I spent much of the time I was listening to the story on the radio trying to figure out how the name of this musical style would be spelled. The web version of the story says it has several spellings, including eephing, eefing, eeephing, and eeefing. That suggests to me that the spelling is actually generated by the regular expression e+{f|ph}ing. Is that right? Well, my only tool is a hammer, and this is how I swing it:
eephing: 197 ghits
eeephing: 1 ghit
eeeephing: 0 ghits
eeeephing: 0 ghits
eefing: 466 ghits
eeefing: 44 ghits
eeeefing: 7 ghits
eeeeefing: 0 ghits
Either of the two major variants (with f or with ph) seems plausible to me—I certainly can't think of any other way they should be pronounced—but it strikes me as incorrect, somehow, to spell an English verb eef or eeph. I supposed it fits the unstated orthographic minimality rule for English that says non-function words must be spelled with three or more letters. Consider, for example, inn the noun vs. in the preposition, foe rather than fo, odd instead of od, and so forth (there are exceptions, though). Though eef/eeph doesn't run afoul of this rule, I still want the vowel to be spelled differently. If I had to pick, I think I'd go with the Latinate oephing or the inexplicably Gaelic aoifing instead.
I heard this piece too. Totally freaky noisemaking.
I prefer eephing because otherwise it reminds me too much of effing, which is something else entirely. Nonetheless, the vowel doesn't bother me - eel, anyone?
Posted by: polyglot conspiracy | March 15, 2006 at 02:32 PM
Ooh, I amend.
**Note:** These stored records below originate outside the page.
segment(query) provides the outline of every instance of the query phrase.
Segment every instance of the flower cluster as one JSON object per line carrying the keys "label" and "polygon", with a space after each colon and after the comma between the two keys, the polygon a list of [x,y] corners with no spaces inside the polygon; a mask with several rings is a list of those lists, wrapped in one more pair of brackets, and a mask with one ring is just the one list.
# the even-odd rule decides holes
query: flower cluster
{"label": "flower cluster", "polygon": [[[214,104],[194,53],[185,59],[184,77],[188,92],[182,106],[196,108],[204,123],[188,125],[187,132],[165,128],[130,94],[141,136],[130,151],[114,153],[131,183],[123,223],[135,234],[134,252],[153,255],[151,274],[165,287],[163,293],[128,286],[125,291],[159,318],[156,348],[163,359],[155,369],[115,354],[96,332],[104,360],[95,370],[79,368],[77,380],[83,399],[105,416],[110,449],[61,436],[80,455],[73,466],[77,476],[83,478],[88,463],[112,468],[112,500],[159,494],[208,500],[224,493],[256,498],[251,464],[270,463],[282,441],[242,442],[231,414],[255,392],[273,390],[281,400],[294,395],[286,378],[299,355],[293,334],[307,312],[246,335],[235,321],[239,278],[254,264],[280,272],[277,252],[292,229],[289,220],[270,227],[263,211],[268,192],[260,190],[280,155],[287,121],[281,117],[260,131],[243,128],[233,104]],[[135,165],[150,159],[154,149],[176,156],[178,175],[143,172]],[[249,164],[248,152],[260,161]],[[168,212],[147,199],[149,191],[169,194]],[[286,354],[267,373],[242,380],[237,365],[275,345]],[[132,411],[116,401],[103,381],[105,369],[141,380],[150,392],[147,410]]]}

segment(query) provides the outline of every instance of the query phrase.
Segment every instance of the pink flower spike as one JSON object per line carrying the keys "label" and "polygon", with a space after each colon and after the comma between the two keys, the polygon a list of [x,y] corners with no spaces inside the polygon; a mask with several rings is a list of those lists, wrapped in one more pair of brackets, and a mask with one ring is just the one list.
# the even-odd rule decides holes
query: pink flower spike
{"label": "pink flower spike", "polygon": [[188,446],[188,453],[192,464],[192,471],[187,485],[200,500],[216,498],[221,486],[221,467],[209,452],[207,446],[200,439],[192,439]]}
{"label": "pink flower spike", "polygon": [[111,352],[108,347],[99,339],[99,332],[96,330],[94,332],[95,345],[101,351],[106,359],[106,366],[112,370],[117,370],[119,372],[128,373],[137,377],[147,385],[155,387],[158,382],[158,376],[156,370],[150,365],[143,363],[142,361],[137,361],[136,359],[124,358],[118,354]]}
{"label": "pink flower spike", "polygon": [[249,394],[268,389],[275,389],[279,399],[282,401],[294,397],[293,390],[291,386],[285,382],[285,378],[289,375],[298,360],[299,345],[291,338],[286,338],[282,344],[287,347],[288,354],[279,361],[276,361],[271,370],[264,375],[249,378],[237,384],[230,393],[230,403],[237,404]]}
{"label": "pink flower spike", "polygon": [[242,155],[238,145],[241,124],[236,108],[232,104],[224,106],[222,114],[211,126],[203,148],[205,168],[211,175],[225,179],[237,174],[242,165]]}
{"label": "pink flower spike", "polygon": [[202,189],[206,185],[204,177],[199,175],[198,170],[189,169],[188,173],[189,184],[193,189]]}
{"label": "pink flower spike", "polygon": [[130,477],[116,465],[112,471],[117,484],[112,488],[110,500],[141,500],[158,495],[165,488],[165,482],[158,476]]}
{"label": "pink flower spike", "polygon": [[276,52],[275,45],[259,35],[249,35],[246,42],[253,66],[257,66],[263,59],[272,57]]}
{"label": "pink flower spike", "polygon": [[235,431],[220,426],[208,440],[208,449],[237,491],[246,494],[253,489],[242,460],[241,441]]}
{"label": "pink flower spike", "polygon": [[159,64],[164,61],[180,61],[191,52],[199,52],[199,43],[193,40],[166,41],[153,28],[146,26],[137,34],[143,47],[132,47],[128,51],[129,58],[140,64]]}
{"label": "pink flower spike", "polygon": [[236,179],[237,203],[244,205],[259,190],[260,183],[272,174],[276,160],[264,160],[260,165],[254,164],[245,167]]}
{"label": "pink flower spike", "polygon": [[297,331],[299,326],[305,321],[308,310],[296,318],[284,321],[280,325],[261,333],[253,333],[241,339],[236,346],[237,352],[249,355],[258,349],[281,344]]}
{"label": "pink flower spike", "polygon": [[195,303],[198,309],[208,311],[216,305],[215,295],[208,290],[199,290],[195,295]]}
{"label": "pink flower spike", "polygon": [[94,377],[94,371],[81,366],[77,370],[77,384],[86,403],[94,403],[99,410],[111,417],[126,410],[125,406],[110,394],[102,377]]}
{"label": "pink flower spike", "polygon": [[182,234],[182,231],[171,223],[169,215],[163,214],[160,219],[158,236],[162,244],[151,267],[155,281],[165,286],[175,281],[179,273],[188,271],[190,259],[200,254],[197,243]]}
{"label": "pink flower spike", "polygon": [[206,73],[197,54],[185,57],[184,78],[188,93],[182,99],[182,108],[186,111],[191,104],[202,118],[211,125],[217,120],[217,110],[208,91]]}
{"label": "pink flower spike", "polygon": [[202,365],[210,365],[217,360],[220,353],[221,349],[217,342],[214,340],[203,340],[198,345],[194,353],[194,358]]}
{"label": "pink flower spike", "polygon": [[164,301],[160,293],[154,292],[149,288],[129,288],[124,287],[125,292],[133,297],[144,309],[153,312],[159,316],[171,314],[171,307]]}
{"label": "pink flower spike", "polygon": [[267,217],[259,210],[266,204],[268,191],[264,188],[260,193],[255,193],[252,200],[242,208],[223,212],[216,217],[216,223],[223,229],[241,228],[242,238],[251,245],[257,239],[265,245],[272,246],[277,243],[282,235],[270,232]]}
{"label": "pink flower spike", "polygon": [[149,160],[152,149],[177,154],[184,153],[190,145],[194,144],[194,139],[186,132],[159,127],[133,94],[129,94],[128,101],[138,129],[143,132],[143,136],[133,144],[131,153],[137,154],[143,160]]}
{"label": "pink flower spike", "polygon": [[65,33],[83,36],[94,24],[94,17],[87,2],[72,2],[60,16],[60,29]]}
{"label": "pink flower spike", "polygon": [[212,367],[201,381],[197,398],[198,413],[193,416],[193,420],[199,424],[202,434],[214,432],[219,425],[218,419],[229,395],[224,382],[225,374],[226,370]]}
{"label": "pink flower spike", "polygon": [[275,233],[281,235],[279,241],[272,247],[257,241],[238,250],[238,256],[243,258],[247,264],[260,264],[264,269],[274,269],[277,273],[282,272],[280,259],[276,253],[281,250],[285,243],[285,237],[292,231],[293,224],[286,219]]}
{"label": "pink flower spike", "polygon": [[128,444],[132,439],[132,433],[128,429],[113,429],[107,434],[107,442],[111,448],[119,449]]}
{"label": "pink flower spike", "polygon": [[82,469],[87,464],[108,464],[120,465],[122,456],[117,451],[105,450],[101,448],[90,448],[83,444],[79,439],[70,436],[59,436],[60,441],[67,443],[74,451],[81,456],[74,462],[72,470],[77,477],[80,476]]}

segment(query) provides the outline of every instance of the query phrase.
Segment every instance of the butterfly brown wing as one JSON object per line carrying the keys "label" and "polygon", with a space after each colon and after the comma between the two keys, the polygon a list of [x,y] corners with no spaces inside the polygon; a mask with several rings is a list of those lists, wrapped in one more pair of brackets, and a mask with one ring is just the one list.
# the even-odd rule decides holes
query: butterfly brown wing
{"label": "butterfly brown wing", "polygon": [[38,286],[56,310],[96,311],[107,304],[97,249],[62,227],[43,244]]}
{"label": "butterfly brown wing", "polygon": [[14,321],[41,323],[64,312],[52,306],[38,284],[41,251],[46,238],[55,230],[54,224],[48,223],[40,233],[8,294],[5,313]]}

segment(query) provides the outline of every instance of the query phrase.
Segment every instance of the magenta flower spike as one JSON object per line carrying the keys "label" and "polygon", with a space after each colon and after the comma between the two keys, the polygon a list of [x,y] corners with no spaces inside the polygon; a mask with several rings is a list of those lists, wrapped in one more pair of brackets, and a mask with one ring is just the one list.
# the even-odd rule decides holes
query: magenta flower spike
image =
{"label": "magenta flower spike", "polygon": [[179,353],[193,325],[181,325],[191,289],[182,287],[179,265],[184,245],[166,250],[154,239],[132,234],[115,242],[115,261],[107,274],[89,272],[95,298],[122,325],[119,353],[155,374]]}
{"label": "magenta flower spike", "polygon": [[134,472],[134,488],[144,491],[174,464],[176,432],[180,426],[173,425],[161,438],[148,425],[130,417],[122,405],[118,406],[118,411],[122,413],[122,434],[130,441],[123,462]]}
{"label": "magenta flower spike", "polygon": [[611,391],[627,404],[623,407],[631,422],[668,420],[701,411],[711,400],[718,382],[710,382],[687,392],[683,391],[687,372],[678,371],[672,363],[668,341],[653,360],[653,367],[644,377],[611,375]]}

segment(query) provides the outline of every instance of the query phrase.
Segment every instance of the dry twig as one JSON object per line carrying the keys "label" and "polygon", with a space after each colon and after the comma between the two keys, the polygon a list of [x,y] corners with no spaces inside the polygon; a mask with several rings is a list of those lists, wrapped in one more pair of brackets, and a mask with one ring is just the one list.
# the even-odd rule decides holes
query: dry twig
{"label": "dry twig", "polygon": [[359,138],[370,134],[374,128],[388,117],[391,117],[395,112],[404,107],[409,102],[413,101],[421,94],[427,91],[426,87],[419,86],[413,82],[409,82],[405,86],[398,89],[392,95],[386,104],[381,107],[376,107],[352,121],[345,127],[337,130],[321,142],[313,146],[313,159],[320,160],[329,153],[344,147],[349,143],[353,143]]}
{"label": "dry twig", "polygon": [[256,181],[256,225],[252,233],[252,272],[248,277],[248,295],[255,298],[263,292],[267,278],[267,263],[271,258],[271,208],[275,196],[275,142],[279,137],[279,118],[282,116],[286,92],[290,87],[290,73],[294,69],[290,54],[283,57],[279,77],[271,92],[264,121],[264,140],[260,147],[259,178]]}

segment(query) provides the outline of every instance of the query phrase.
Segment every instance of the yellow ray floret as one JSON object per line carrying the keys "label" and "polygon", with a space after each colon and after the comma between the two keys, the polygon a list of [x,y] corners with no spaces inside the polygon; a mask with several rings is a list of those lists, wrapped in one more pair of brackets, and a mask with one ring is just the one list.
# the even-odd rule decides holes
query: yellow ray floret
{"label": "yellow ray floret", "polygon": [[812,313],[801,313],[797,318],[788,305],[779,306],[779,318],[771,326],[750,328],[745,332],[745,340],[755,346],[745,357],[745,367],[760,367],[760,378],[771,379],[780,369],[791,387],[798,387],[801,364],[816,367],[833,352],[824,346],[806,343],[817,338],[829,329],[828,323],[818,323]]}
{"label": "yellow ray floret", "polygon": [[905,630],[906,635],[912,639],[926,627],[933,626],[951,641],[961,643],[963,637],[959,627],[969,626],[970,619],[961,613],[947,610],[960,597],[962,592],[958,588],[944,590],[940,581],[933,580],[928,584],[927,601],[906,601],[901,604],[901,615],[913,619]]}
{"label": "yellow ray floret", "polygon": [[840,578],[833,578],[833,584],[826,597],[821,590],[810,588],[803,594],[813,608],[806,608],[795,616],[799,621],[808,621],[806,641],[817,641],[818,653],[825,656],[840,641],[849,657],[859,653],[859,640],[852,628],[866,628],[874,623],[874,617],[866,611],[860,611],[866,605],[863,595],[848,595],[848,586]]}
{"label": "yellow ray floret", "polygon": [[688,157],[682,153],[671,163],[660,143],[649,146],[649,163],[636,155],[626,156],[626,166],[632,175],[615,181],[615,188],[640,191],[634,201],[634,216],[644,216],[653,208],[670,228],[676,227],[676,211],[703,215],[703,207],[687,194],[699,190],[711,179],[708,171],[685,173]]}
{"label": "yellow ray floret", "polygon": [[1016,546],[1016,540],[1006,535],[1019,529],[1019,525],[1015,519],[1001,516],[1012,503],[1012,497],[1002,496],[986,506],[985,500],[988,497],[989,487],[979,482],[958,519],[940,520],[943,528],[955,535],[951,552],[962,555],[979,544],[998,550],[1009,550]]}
It bothers me when it starts a sentence and therefore one E is capitalized, as in your subject line.
Posted by: polyglot conspiracy | March 15, 2006 at 02:32 PM
It's really hard to read aoifing as anything other than an oddly-inflected Japanese borrowing.
Posted by: Shreyas | March 15, 2006 at 03:05 PM
What's wrong with eaphing?
Posted by: includedmiddle | March 15, 2006 at 10:14 PM
Eephing, no matter how it's spelt, sounds like some sort of obscure obscenity in English, which in turn reminds me of Mr. Tulip from Terry Pratchett's "The Truth".
Posted by: Pete Bleackley | March 16, 2006 at 08:25 AM
Why do you prefer "ph"? It's not Greek, and "eefing" has more ghits. Do you write "ooph" or "arph"?
Posted by: KCinDC | March 18, 2006 at 07:53 AM
First I find traces of Neil online, and now traces of Shreyas. This "internet" thingum is much smaller than I imagined.
Posted by: Wimbrel | March 18, 2006 at 11:13 AM
And, at the risk of seeming foolhardy by posting twice in a row, I have to remind KCinDC that the onomatopoeic "oomph" is indeed preferentially spelled with a ph.